Neural Gaffer: Relighting Any Object via Diffusion

TL;DR

Single-image relighting for arbitrary objects is ill-posed due to geometry, materials, and lighting interactions. Neural Gaffer fine-tunes a pretrained image-conditioned latent diffusion model on a large synthetic RelitObjaverse dataset to perform lighting-conditioned relighting via rotated LDR and normalized HDR environment maps without explicit scene decomposition, and extends to 3D radiance-field relighting through a two-stage diffusion-guided pipeline. The key contributions include a category-agnostic 2D relighting diffusion model, the RelitObjaverse dataset, and a practical two-stage 3D relighting workflow that leverages diffusion priors. Collectively, the approach improves generalization and fidelity on both synthetic and real data, enabling robust 2D editing and faster, higher-quality 3D relighting.

Abstract

Single-image relighting is a challenging task that involves reasoning about the complex interplay between geometry, materials, and lighting. Many prior methods either support only specific categories of images, such as portraits, or require special capture conditions, like using a flashlight. Alternatively, some methods explicitly decompose a scene into intrinsic components, such as normals and BRDFs, which can be inaccurate or under-expressive. In this work, we propose a novel end-to-end 2D relighting diffusion model, called Neural Gaffer, that takes a single image of any object and can synthesize an accurate, high-quality relit image under any novel environmental lighting condition, simply by conditioning an image generator on a target environment map, without an explicit scene decomposition.
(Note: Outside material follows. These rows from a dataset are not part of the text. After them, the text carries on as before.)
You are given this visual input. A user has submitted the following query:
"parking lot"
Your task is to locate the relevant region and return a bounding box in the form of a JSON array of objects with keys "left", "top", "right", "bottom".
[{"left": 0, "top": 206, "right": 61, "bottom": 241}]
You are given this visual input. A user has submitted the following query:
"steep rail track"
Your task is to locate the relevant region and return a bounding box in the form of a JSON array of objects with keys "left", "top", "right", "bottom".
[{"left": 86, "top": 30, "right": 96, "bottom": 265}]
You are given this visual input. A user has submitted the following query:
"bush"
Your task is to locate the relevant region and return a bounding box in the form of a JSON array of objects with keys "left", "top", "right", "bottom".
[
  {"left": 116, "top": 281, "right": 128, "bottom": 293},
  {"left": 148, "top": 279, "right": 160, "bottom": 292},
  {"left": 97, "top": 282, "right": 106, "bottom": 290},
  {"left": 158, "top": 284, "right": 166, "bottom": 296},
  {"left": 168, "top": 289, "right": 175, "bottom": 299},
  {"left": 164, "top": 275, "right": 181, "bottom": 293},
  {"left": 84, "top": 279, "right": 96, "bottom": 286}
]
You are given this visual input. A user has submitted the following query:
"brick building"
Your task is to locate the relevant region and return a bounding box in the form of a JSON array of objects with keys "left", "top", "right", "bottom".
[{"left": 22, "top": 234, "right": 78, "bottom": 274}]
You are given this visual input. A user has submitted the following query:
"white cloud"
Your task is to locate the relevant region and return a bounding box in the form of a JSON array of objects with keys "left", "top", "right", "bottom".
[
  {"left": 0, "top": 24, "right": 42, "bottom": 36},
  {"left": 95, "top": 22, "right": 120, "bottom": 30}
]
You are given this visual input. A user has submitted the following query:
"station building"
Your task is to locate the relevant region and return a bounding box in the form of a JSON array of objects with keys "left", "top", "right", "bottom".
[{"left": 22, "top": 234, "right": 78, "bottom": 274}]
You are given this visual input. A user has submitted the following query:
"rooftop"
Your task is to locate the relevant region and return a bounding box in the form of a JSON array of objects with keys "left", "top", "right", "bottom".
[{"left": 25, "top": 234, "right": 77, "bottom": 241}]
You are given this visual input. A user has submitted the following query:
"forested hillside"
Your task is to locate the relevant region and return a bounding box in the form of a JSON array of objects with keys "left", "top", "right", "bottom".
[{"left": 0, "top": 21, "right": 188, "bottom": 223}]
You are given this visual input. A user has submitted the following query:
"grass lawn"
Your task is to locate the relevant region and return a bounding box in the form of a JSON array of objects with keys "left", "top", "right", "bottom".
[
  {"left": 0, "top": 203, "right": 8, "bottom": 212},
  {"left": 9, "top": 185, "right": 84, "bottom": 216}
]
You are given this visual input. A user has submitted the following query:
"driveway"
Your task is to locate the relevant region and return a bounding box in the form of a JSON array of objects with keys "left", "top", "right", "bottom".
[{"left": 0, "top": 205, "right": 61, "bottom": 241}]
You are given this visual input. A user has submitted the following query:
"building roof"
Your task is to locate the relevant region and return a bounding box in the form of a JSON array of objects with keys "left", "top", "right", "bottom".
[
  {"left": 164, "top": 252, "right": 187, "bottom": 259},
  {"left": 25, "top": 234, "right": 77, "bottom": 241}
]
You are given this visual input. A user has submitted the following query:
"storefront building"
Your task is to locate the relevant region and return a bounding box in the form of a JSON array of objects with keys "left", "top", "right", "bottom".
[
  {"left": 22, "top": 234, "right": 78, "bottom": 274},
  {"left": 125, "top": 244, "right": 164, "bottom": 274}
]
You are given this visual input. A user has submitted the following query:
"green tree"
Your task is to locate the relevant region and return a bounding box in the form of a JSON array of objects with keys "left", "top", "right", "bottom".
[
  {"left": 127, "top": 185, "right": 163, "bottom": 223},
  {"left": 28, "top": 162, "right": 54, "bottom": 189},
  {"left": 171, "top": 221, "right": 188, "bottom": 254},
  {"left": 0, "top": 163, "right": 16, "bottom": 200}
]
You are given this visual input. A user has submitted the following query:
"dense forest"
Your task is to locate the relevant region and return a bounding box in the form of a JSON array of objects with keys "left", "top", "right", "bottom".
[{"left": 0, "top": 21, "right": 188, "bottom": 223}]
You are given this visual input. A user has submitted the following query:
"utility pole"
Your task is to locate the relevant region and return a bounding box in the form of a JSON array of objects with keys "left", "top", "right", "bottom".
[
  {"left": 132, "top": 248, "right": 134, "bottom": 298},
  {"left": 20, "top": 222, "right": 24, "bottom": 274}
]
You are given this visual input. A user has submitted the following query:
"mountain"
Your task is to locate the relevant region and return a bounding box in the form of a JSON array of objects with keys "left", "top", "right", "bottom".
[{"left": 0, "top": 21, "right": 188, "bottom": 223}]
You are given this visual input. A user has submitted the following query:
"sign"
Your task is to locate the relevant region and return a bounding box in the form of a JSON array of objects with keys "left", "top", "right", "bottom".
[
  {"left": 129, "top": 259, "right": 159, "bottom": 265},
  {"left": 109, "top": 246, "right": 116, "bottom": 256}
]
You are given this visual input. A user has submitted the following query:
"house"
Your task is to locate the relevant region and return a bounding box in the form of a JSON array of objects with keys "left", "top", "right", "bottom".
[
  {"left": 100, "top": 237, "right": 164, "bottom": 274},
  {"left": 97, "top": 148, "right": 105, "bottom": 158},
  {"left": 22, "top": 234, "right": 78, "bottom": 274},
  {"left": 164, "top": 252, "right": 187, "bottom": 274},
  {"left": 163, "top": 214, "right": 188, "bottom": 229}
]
Our method builds on a pre-trained diffusion model, and fine-tunes it on a synthetic relighting dataset, revealing and harnessing the inherent understanding of lighting present in the diffusion model. We evaluate our model on both synthetic and in-the-wild Internet imagery and demonstrate its advantages in terms of generalization and accuracy. Moreover, by combining with other generative methods, our model enables many downstream 2D tasks, such as text-based relighting and object insertion. Our model can also operate as a strong relighting prior for 3D tasks, such as relighting a radiance field.

Figures (13)

• Figure 1: Single-image relighting results on real data. Neural Gaffer supports single-image relighting for various input images under diverse lighting conditions, using either image-conditioned input (i.e., an environment map) or text-conditioned input (i.e., a description of the target lighting). These results demonstrate our model's capability to adapt to diverse lighting scenarios while preserving the visual fidelity of the original objects. Our relighting results remain consistent with the lighting rotating. Please see the supplementary webpage for additional video results produced from real input images.
• Figure 2: Model architecture. Neural Gaffer is an img2img latent diffusion model conditioned on the input image and rotated lighting maps.
• Figure 3: Relighting a 3D neural radiance field. Given an input NeRF and a target environmental lighting, in Stage 1, we use Neural Gaffer to predict relit images at each predefined camera viewpoint. We then tune the appearance field to overfit the multi-view relighting predictions with a reconstruction loss. In Stage 2, we further refine the appearance of the coarsely relit radiance field via the diffusion guidance loss. Using this pipeline, we can relight a NeRF model in minutes.
• Figure 4: Single-image relighting comparison with DiLightNet zeng2024dilightnet under diverse lighting. Our method demonstrates superior fidelity to the target lighting, maintains more consistent color and detail, and can generate more accurate highlights, shadows, and high-frequent reflections.
• Figure 5: Object insertion. Our diffusion model can be applied to object insertion. Compared with AnyDoor chen2024anydoor, our method better preserves the identity of the inserted object and achieves higher-quality results.